We bought a couple hundred acres of the most useless, desolate, ill-formed land on the planet a farm in New York. My brothers, my father, and I pitched in it would be the family "cabin."
Only it had no cabin. It had no barn. It had no outhouse, no fencing, no chickens, no cows, nothing but trees. And sand.
And mice.
Two-hundred thirty acres of sandy mice, with trees.
Well, we thought clearly, we need a cabin! Let's build one!
So we did. Slowly at first, quick-Crete-bag by bag, the cabin foundation started to form. Then the floor. We put a wood stove in the basement, and an outhouse outside, for use when we got frozen in. We got frozen in my 4WD pick-up had to be dug out about twelve times the first winter, but we worked on the cabin every weekend we had free that year.
By spring, the woodstove got stolen. That summer, the outhouse was stolen.
We built a shed, hoping to keep our tools from being stolen. A porcupine ate it.
I am not kidding it seems they like the salts in the plywood. My brother was sleeping in the shed one weekend after the stove got stolen (the shed was warmer), and woke up to a porcupine sniffing his face he moved. Quickly. To Alabama. A week later, all of our tools were stolen.
So, we thought, enough. We have got to get this done or forget it.
We planned it out. I twisted arms, flew my brother back from Alabama, enlisted my cousins and nephews, and ordered materials. We sent an advance party to get everything up on the mountain, for when the crew arrived. We arranged air tools, generators, everything.

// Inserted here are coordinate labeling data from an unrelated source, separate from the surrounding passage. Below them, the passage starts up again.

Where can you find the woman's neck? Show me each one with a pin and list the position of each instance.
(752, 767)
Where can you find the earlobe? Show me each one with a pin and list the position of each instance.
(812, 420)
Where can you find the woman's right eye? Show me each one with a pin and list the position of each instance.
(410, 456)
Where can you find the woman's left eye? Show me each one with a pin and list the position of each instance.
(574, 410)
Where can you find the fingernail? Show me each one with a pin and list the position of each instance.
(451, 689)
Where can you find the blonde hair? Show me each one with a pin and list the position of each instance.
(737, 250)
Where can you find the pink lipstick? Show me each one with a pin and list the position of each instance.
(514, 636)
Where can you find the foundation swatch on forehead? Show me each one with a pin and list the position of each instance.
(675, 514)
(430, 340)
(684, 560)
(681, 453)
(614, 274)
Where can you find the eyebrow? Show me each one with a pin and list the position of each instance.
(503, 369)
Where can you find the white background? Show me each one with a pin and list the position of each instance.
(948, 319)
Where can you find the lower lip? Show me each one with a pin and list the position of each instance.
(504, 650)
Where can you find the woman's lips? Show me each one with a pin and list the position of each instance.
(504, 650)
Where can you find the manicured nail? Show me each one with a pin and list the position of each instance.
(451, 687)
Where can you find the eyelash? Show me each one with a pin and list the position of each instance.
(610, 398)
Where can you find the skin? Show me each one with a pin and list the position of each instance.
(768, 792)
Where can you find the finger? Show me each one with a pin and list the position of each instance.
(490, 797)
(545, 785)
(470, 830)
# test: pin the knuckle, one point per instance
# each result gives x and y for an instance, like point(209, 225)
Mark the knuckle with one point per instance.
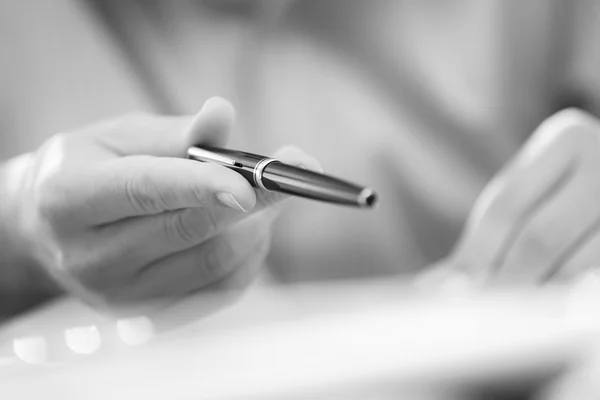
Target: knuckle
point(213, 261)
point(181, 230)
point(141, 193)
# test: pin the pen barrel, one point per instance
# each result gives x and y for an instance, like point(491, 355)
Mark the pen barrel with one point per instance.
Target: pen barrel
point(292, 180)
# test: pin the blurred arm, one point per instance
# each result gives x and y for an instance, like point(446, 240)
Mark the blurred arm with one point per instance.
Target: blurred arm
point(23, 284)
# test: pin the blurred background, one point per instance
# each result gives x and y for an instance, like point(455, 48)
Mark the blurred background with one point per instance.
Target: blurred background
point(422, 100)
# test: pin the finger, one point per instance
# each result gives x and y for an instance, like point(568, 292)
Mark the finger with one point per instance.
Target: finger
point(505, 206)
point(140, 241)
point(556, 231)
point(293, 156)
point(165, 136)
point(202, 302)
point(200, 266)
point(144, 185)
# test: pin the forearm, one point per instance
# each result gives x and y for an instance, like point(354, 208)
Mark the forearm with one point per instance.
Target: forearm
point(23, 283)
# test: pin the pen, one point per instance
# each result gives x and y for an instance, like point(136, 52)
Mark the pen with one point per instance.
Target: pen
point(275, 176)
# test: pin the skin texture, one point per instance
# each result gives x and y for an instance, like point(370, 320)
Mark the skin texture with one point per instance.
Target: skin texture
point(114, 214)
point(538, 220)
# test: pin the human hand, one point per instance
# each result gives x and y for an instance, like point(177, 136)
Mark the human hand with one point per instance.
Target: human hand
point(115, 216)
point(539, 218)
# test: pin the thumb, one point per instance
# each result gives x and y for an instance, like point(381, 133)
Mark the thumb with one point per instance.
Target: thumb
point(212, 125)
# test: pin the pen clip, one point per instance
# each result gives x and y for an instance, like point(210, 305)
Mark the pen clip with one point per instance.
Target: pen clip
point(199, 154)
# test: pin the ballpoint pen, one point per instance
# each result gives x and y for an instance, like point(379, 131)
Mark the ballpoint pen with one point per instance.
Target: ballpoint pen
point(273, 175)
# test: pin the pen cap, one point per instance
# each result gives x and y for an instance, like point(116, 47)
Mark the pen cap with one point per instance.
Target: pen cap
point(285, 178)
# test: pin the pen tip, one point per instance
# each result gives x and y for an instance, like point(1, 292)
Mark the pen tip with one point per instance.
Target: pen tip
point(367, 198)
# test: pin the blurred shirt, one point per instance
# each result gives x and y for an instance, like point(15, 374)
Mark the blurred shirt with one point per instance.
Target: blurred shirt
point(422, 100)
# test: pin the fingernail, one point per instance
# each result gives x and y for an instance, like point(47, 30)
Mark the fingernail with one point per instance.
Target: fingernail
point(230, 201)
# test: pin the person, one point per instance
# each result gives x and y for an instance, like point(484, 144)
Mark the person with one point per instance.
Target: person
point(111, 213)
point(424, 103)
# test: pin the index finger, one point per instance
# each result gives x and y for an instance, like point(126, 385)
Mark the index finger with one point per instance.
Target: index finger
point(165, 136)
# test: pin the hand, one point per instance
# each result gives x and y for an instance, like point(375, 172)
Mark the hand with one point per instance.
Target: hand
point(539, 219)
point(115, 215)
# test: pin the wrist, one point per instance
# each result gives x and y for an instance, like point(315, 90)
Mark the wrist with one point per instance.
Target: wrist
point(23, 281)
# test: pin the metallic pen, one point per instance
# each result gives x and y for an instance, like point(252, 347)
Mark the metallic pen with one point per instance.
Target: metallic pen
point(273, 175)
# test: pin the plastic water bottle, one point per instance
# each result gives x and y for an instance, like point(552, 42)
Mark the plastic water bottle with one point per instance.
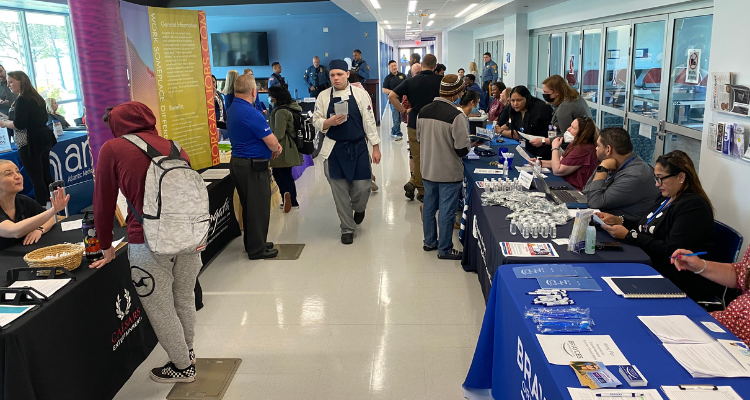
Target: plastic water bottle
point(590, 239)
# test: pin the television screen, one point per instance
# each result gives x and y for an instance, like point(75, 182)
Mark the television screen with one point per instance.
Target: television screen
point(239, 49)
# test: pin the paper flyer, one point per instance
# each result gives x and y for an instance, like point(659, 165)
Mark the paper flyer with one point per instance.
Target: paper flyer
point(518, 249)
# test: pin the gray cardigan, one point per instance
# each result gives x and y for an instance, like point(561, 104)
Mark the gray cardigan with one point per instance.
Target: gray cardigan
point(569, 110)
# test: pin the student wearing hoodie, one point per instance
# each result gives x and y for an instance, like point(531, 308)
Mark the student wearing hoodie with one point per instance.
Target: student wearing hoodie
point(282, 126)
point(170, 301)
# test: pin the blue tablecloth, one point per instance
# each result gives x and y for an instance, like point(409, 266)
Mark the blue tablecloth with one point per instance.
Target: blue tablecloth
point(486, 227)
point(509, 360)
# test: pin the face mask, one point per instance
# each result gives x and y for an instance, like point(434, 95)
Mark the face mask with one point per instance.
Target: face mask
point(568, 137)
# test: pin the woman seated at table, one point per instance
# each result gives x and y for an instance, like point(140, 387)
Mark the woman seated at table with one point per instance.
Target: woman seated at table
point(20, 216)
point(497, 105)
point(53, 116)
point(682, 218)
point(530, 116)
point(736, 276)
point(579, 161)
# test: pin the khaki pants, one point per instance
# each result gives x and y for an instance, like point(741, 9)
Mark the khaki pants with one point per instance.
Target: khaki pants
point(416, 178)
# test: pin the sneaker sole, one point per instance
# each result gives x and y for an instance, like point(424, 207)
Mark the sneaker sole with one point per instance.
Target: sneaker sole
point(171, 380)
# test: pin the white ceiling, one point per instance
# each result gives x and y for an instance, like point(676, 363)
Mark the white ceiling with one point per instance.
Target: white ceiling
point(487, 12)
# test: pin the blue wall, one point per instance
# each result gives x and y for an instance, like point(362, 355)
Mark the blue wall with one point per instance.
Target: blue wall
point(293, 40)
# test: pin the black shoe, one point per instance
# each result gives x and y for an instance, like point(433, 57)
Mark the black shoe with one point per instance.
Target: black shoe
point(267, 253)
point(453, 255)
point(409, 188)
point(170, 374)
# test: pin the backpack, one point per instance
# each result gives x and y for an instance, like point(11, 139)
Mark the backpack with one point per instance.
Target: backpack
point(176, 216)
point(304, 130)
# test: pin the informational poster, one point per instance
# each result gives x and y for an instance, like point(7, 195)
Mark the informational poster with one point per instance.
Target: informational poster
point(693, 75)
point(181, 83)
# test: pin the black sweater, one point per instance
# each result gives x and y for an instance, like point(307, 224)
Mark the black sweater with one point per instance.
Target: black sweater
point(686, 224)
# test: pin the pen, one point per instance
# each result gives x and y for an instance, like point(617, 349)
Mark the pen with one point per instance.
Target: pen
point(700, 253)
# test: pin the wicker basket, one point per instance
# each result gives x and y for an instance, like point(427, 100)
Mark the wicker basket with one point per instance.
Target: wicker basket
point(36, 258)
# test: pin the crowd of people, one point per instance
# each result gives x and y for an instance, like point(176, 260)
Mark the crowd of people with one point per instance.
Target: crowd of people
point(661, 209)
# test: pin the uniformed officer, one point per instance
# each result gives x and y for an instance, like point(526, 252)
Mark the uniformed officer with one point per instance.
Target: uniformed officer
point(276, 78)
point(360, 66)
point(316, 78)
point(489, 75)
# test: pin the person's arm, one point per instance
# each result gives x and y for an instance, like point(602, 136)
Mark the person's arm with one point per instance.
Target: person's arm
point(721, 273)
point(45, 219)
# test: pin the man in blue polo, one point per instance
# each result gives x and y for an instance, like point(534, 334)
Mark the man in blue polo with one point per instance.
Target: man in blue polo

And in one short weekend, we built a house. Complete with a new, cheap woodstove that the porcupines did not eat (it was in the shed), and was too heavy for anybody to steal. Our last project was to carry that stove into the basement and hook it up. It took six of us to carry it in from the now-very-drafty shed.
As a finale, we fired up the stove. This one, like the first, was in the basement with pipes up through the house and roof. Heat the bottom, the next floor will be warm, too.
I wadded up some paper, tossed it in, a chucked a match. Slammed the door.
Stove got hot so far, so good. We checked the chimney pipes no leaks.
Now, picture this. The basement of this cabin, newly-built, is full of tar for the roof, extra shingles, left-over lumber, a chord of wood we have stacked up for the next snow, gas for the generator, and other flammables. Notice that I have not mentioned a well? We have yet to drill one we have maybe 4 gallons of water on hand. The cabin above is made entirely of you guessed it very dry wood.
My brother says, "Let's fire this sucker up, and see what happens!" So he opens the stove to throw in some wood.
And three flaming mice jump out, running for cover.
Now, I feel for the mice really, I felt sorry for them. But consider our situation flammable house, years of effort, filled with explosives, no water in sight. Heck, no water within miles.
Ever seen six guys try to stamp out a flaming mouse?
I thought it was six flamers trying to out mice?
Damn Moose will still anything.
LOL. Shaddup.
Not that there's anything wrong with that!
Thank you for that image; I am going to be sick, now.